Die 19-Jährige kritisiert die Regelung, dass man während eines Semesters nicht mehr als 20 Stunden arbeiten darf. Mit ihrem Studium an der Internationalen Hochschule in Köln könne sie auch 25 Stunden nebenbei stemmen. Als Werkstudentin in einem Medienunternehmen erhält sie knapp 1000 Euro im Monat.
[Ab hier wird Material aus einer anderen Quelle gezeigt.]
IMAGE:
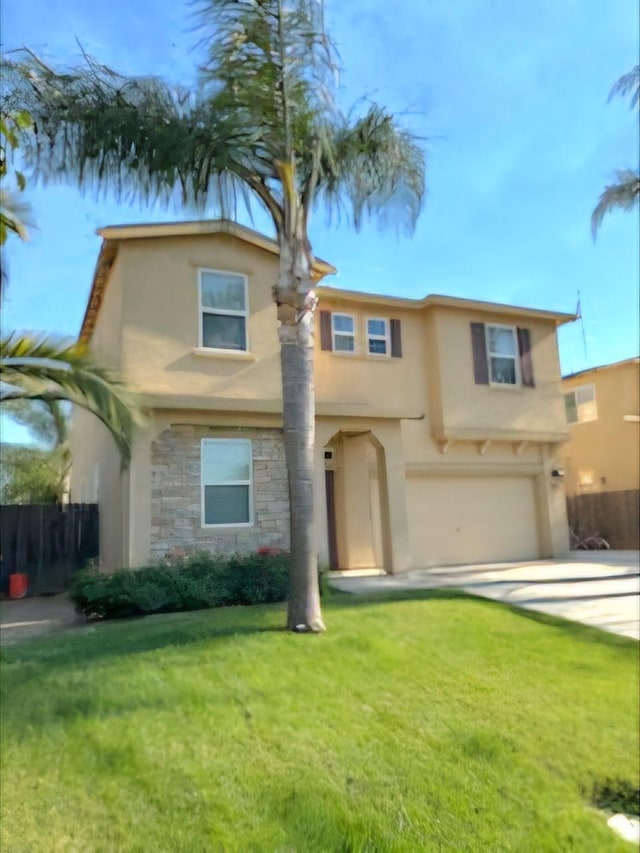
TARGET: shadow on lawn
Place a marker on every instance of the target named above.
(88, 645)
(578, 630)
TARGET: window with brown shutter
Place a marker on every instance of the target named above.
(526, 362)
(501, 355)
(396, 338)
(479, 350)
(325, 330)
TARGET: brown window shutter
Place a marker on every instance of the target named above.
(396, 338)
(526, 362)
(479, 349)
(325, 330)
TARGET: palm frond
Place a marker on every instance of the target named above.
(43, 369)
(48, 423)
(628, 83)
(16, 216)
(378, 167)
(266, 99)
(137, 137)
(624, 194)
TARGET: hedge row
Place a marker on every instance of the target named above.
(190, 583)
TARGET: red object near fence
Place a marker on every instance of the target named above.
(18, 585)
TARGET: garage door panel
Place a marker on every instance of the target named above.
(456, 520)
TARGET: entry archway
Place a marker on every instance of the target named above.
(356, 490)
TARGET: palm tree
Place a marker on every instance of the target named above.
(43, 470)
(624, 193)
(50, 371)
(263, 124)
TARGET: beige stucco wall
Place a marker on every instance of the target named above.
(97, 477)
(503, 442)
(161, 319)
(96, 474)
(469, 408)
(602, 455)
(106, 341)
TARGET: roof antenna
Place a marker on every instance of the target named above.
(584, 337)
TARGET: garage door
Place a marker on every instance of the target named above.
(456, 520)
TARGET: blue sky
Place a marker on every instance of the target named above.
(512, 98)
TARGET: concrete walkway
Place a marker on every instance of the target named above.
(598, 588)
(31, 617)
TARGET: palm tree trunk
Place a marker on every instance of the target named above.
(296, 302)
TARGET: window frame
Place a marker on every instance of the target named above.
(224, 312)
(372, 337)
(574, 393)
(515, 357)
(249, 483)
(351, 335)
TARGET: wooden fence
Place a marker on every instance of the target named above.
(47, 542)
(614, 515)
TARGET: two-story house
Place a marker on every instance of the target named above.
(438, 420)
(602, 456)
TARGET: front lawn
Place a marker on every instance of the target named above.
(434, 722)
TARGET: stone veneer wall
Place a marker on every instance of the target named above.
(176, 514)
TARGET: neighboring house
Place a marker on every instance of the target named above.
(438, 421)
(601, 457)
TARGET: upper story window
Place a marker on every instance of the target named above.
(502, 354)
(223, 310)
(580, 404)
(226, 482)
(343, 330)
(377, 336)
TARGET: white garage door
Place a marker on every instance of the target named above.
(455, 520)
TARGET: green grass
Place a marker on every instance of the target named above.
(434, 722)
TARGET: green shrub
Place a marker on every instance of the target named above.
(187, 582)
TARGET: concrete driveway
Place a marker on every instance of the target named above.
(598, 588)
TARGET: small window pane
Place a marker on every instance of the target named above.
(343, 343)
(503, 371)
(501, 341)
(341, 323)
(222, 331)
(378, 347)
(571, 408)
(223, 291)
(226, 505)
(223, 463)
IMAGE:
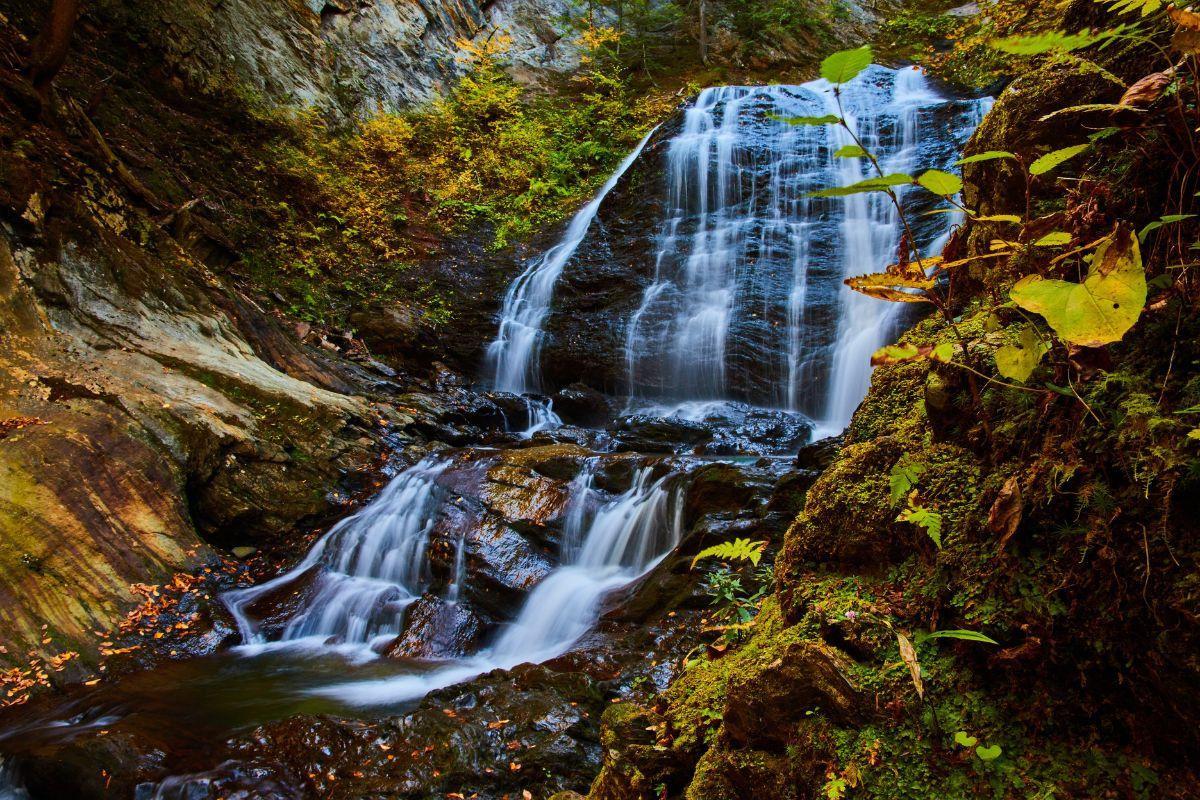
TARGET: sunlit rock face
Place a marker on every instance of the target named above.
(346, 56)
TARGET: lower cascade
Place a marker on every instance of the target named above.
(369, 569)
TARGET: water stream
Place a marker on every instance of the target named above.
(743, 301)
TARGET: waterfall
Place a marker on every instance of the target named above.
(365, 572)
(615, 541)
(515, 352)
(747, 299)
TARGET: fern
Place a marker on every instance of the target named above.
(1144, 7)
(739, 549)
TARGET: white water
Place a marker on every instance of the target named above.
(515, 352)
(369, 569)
(609, 543)
(747, 299)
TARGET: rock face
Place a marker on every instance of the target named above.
(137, 414)
(346, 56)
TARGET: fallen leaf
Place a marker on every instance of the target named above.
(1006, 512)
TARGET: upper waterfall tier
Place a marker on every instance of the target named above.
(703, 271)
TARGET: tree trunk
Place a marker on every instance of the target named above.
(52, 44)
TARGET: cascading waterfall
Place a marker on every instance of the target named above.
(515, 352)
(367, 570)
(747, 301)
(370, 567)
(625, 536)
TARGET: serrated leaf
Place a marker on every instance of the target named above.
(1103, 307)
(989, 753)
(904, 477)
(1050, 42)
(991, 155)
(925, 518)
(966, 636)
(1171, 218)
(828, 119)
(895, 288)
(909, 655)
(1054, 160)
(1054, 239)
(845, 65)
(739, 549)
(1018, 361)
(941, 184)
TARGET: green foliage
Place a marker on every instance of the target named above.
(927, 518)
(1018, 361)
(1103, 307)
(942, 184)
(904, 477)
(991, 155)
(844, 66)
(1051, 161)
(739, 549)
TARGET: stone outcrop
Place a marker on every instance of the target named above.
(346, 56)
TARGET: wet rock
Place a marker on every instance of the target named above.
(654, 434)
(436, 629)
(581, 404)
(763, 707)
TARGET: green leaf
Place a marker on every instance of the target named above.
(966, 636)
(739, 549)
(1050, 42)
(991, 155)
(904, 477)
(941, 184)
(1171, 218)
(925, 518)
(844, 66)
(1053, 160)
(989, 753)
(828, 119)
(869, 185)
(1103, 307)
(1056, 239)
(1018, 361)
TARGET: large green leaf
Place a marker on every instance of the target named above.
(828, 119)
(942, 184)
(1053, 160)
(991, 155)
(844, 66)
(966, 636)
(1103, 307)
(1018, 361)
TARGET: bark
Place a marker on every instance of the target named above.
(52, 44)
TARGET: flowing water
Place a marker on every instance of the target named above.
(743, 301)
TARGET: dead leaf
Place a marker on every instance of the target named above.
(1147, 90)
(1006, 512)
(909, 654)
(1185, 18)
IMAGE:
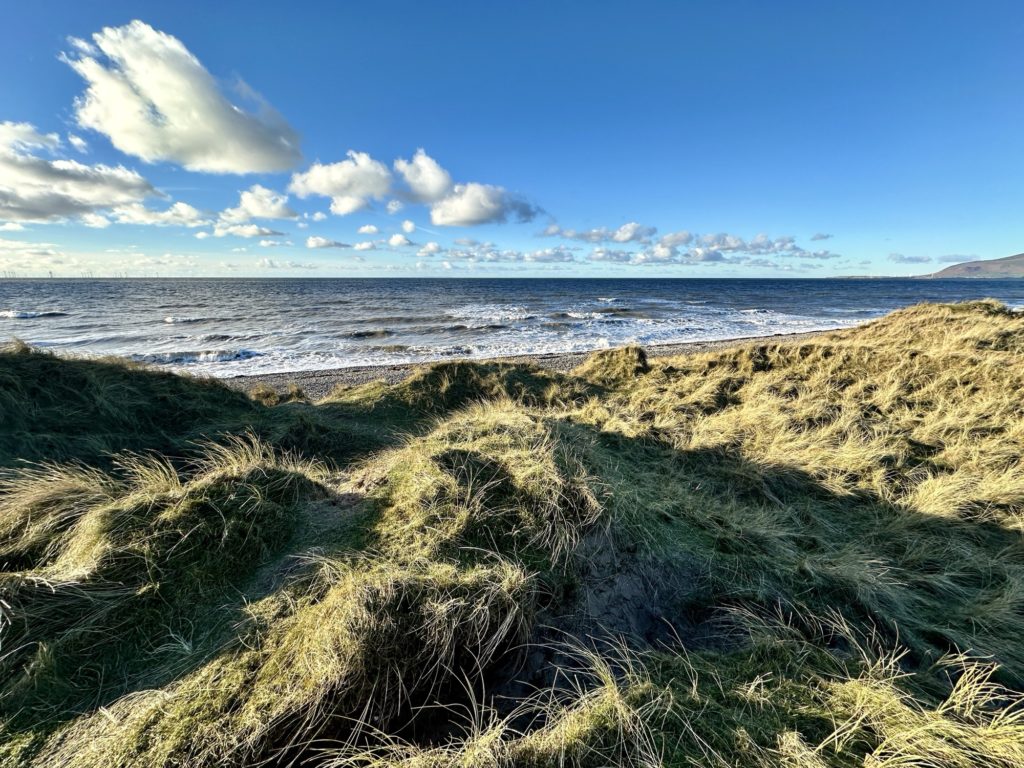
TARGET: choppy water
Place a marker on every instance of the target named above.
(228, 327)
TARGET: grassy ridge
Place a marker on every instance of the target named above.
(784, 554)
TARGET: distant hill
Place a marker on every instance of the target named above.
(1009, 266)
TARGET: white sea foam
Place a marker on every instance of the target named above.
(30, 314)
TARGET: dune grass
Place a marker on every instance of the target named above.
(795, 554)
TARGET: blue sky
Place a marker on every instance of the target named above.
(646, 139)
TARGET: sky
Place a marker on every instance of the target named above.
(732, 139)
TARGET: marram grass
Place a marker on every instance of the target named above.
(788, 554)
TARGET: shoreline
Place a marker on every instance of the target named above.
(317, 383)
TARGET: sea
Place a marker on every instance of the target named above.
(229, 327)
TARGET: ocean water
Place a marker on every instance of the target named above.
(229, 327)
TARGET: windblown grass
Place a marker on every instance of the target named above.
(795, 554)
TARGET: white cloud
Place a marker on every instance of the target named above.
(631, 231)
(479, 204)
(901, 259)
(350, 183)
(179, 214)
(258, 203)
(221, 229)
(31, 249)
(266, 263)
(78, 142)
(315, 242)
(427, 181)
(95, 220)
(682, 238)
(36, 188)
(155, 100)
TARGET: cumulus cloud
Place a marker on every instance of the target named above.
(78, 142)
(682, 238)
(685, 248)
(349, 183)
(38, 188)
(899, 258)
(154, 99)
(426, 180)
(265, 263)
(179, 214)
(631, 231)
(315, 242)
(258, 203)
(95, 220)
(480, 204)
(221, 229)
(488, 252)
(430, 249)
(22, 248)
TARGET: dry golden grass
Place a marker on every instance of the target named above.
(795, 554)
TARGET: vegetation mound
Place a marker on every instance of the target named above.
(800, 553)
Da sie an einer privaten Hochschule studiert – so wie mittlerweile 13 Prozent aller Studierenden in Deutschland – gehen 400 Euro allein für die Studiengebühren drauf. Eine Miete in Köln wäre zusätzlich nicht drin.
Zahlen und Angebote: Die Uni Köln zählt aktuell rund 41.000 Studenten. 1100 Studierenden nehmen zum neuen Sommersemester ein Studium auf. Es sind 4400 Studierende aus 126 Nationen. An der TH Köln studieren rund 20.000 Personen, davon haben 3300 einen ausländischen Pass. Darunter fallen auch Studierende, die in Deutschland zur Schule gegangen sind. Diese sind bafögberechtigt, anders als jene Studierende, die extra wegen des Studiums einwandern.
Im Kölner Studierendenwerk an der Universitätsstraße 14 kann man jeden Dienstag zwischen 14 und 15.30 in der sogenannten Schatzkammer Ausschau nach Gebrauchsgegenständen für den Alltag halten: Hier gibt es kostenlos Geschirr, Kindersachen und vieles mehr.
An der Humanwissenschaftlichen Fakultät der Uni Köln werden im Rahmen des Projekts „Computer Reuse“ alte und aussortierte Laptops gesammelt, technisch fit gemacht und an Studierende auf Anfrage verteilt.
Regelmäßig findet eine Kleidertauschbörse des Asta in Kooperation mit dem Kölner Studierendenwerk in der Mensa Zülpicher Straße statt. (gam)

Die Schatzkammer im Studierendenwerk: Alltagsgegenstände, Kinderklamotten und mehr zum Tausch.